#' @title set_select
#' @description This function randomly selects stations within particular strata. A specified
#' number of stations of 3 different categories can be selected, and the minimum distance required
#' between the stations can be specified. Additional details about each set can be added (such as
#' which NAFO zones or marine protected area a set falls in) can be added through provision of sf
#' files to the parameters \code{addExtData1_sf} and/or \code{addExtData2_sf}. Additionally,
#' certain areas can be set to exclude stations the inclusion of an additional sf object.
#' @param stationData default is \code{NULL}. This is either 1) the path to a csv file or 2) an
#' existing r dataframe containing the all of the strata for which stations should be generated .

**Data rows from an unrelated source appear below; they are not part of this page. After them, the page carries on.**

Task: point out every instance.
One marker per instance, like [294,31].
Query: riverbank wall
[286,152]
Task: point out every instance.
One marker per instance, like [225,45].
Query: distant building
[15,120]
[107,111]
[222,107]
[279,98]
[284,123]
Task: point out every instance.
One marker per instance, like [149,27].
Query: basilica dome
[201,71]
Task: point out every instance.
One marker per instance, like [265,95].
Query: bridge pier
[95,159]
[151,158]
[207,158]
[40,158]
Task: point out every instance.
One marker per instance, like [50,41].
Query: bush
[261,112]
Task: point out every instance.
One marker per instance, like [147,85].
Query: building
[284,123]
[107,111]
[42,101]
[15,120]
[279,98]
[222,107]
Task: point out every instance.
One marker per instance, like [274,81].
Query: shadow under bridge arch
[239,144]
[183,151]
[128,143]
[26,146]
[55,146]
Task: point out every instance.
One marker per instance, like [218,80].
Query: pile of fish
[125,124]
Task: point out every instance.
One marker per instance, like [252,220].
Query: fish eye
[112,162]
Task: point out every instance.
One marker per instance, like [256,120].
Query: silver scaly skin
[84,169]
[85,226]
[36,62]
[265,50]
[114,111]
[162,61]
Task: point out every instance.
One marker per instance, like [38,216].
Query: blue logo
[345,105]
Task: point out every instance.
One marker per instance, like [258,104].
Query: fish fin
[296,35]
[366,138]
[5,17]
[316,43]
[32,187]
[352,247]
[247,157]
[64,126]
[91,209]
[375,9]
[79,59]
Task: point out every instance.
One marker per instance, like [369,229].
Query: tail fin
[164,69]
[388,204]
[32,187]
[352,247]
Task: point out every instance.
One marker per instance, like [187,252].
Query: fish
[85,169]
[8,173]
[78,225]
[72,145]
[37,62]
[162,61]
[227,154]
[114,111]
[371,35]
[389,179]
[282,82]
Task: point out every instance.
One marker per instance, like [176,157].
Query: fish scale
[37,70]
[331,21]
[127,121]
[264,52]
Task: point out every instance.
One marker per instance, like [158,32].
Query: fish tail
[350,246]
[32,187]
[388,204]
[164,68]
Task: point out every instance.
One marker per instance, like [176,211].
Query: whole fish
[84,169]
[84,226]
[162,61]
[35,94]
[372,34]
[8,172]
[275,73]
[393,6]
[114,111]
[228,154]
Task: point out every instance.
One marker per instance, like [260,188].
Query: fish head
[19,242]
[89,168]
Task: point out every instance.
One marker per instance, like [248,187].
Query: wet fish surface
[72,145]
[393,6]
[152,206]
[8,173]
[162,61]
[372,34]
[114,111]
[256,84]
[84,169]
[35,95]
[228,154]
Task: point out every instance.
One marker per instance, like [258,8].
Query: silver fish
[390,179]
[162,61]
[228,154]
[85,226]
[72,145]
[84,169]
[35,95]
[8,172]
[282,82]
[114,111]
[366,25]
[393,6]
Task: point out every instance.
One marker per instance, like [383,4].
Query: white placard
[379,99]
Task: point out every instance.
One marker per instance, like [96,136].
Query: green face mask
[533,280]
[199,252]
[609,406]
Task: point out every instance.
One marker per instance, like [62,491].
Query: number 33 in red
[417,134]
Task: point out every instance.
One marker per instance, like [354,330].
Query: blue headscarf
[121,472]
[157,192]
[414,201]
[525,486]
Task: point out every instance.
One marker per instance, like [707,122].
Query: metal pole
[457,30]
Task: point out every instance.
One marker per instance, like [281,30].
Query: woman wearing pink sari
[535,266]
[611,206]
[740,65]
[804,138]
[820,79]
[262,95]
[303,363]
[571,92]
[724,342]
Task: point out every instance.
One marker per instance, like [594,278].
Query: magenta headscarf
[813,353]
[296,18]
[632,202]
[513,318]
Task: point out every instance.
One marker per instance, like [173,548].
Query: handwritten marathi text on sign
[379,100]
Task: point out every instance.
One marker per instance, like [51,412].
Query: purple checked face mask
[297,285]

#' In addition to the strata, this file must also include the fields \code{"PRIMARY"},
#' \code{"SECONDARY"}, and \code{"ALTERNATE"}. These three fields should contain integers
#' corresponding with how many of that type of station should be generated. If no stations of a
#' particular type should be generated, a value of NA should be present. Strata where \code{PRIMARY}
#' is set to NA will not have any stations generated. Below is an example of how this file might
#' look:
#' > head(stationFile)
#' STRATUM PRIMARY ALTERNATE SECONDARY
#' 5Z1 6 3 4
#' 5Z2 11 6 NA
#' 5Z3 5 2 2
#' 5Z4 4 2 2
#'
#' @param stationDataField default is \code{"STRATUM"}. This is just the name of the field
#' that contains the strata. For the example above, this would be "STRATUM".
#' @param strata_sf default is \code{NULL}. This should point to an sf object the strata to use.
#' This object must have a field that has values identical to those found in the
#' \code{"stationDataField"} within the \code{"stationData"} file.
#' @param strataField default is \code{NULL}. This is the name of the field within
#' \code{strata_sf} that contains the identifier for the strata. Continuing with the example above,
#' this field would contain values including "5Z1", "5Z2", "5Z3" and "5Z4".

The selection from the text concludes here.